In 1949, Way left ORNL to head up the new nuclear data group at the National Bureau of Standards — known today as the National Institute of Standards and Technology — in Washington, D.C. In 1953 she convinced the National Academy of Sciences' National Research Council to create the Nuclear Data Project, which eventually gave birth to the seminal nuclear data journal Nuclear Data Sheets in 1964. 

Later, in 1964, Weinberg, convinced Way to move back to Oak Ridge, where she headed up the lab’s nuclear data group and continued to oversee Nuclear Data Sheets.
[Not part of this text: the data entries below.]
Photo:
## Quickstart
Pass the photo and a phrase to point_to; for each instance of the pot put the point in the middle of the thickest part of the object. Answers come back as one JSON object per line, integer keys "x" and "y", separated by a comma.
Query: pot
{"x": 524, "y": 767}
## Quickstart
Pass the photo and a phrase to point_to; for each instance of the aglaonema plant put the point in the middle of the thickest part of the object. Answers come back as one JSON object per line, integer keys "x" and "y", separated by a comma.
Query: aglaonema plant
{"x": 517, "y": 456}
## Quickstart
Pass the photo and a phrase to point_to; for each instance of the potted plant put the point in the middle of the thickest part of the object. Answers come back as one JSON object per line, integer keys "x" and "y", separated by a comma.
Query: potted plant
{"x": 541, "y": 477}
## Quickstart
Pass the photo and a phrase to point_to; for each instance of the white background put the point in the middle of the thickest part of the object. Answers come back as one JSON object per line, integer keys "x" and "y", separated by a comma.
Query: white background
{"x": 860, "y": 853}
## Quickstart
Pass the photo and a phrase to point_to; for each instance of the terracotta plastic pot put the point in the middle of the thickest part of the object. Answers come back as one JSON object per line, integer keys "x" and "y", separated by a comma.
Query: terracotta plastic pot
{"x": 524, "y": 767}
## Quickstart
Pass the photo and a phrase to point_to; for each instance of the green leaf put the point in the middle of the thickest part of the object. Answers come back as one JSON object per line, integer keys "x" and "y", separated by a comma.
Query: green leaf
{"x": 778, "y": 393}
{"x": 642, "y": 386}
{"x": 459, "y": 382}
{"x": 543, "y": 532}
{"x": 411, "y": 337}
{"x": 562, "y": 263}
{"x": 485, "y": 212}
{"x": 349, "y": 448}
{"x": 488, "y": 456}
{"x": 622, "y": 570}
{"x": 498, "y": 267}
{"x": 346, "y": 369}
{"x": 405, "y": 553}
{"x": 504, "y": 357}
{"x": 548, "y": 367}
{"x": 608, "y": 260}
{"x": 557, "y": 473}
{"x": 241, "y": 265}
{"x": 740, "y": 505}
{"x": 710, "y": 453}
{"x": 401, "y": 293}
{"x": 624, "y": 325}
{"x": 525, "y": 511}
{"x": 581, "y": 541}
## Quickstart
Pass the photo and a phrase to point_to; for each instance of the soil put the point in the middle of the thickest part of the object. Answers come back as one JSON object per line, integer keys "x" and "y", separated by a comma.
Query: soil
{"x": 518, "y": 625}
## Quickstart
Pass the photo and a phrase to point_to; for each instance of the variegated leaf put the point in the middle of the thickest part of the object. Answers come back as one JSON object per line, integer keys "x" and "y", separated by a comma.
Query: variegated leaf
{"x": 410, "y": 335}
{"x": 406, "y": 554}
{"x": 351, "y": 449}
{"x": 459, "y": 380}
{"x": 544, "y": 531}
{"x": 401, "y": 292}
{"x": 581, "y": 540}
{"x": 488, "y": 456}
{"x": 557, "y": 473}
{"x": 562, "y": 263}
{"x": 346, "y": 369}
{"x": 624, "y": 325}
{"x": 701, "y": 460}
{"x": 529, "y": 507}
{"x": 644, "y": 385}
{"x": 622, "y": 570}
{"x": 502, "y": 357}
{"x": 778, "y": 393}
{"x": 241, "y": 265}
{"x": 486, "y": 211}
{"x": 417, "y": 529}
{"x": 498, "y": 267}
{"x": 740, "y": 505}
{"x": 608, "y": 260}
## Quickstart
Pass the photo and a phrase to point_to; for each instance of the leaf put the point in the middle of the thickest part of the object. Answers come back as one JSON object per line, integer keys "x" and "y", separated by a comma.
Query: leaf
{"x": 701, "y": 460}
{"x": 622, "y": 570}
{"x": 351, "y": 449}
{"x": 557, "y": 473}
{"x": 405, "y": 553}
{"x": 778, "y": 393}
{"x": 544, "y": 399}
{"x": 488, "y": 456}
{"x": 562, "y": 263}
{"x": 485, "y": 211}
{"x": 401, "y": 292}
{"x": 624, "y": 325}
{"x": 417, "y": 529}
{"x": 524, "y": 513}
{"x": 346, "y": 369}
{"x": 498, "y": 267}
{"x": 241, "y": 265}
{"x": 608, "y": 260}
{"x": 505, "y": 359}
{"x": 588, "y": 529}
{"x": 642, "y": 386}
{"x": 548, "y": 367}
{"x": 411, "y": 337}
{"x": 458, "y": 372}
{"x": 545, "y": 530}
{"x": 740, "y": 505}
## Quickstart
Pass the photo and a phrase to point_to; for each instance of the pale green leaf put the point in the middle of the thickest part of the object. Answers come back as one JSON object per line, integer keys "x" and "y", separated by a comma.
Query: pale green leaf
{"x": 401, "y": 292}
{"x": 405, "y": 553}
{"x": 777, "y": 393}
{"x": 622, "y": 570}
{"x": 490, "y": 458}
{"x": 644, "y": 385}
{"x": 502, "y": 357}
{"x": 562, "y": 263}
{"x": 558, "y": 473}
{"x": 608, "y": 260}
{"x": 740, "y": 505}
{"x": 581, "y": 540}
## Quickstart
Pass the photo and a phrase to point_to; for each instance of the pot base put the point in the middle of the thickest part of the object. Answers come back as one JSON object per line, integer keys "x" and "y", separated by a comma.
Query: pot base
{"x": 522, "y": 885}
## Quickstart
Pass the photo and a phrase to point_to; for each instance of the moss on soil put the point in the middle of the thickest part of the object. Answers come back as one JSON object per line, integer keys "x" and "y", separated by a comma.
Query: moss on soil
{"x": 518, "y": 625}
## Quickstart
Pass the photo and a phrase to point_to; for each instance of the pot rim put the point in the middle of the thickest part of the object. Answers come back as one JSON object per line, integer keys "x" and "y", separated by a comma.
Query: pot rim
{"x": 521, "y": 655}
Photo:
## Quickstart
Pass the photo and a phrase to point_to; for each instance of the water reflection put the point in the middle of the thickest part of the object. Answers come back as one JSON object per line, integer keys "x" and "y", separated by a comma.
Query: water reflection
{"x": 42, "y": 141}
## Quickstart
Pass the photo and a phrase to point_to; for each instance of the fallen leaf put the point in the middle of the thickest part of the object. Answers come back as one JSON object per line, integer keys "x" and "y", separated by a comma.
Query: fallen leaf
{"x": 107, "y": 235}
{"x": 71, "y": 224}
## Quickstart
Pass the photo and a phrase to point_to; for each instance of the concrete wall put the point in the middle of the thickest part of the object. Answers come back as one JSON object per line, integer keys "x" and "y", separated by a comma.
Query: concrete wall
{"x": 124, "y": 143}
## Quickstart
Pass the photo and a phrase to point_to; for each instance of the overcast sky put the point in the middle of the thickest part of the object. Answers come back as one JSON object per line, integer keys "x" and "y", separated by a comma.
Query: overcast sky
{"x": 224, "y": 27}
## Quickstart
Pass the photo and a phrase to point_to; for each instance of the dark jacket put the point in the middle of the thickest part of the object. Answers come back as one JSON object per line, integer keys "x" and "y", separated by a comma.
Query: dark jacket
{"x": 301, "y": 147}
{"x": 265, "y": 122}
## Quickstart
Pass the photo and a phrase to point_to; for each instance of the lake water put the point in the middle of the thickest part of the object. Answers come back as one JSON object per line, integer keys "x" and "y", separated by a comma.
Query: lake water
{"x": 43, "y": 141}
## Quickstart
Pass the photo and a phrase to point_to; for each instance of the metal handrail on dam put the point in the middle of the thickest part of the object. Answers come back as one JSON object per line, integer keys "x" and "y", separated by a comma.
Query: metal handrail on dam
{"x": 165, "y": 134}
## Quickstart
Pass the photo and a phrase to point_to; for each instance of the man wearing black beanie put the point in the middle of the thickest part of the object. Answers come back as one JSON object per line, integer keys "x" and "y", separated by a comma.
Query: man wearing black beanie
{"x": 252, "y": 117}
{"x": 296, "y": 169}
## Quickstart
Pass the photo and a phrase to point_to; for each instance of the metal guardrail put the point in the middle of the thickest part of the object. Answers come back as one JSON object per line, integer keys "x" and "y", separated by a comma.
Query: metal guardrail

In 1965, she helped launch a second nuclear data journal, Atomic Data and Nuclear Data Tables.

In 1968, Way retired from ORNL, took a position at Triangle Universities Nuclear Laboratory in Durham, North Carolina, and became an adjunct professor at Duke University. However, her presence was still strongly felt in the field of nuclear data as she continued as editor of Nuclear Data Sheets until 1973 and Atomic Data and Nuclear Data Tables until 1982.

“That was her passion”

“The database that Kay produced was, and is still, very important,” Riedinger said, “not only to researchers doing fundamental nuclear physics experiments, but also to people building nuclear reactors, people doing nuclear forensics and people working in any field that relies on nuclear instruments or nuclear fission.”

“She started collecting nuclear data just after the Manhattan Project ended. She built the research group. She started the nuclear data journals that we depend on today. She built the field of nuclear data. That was her passion.”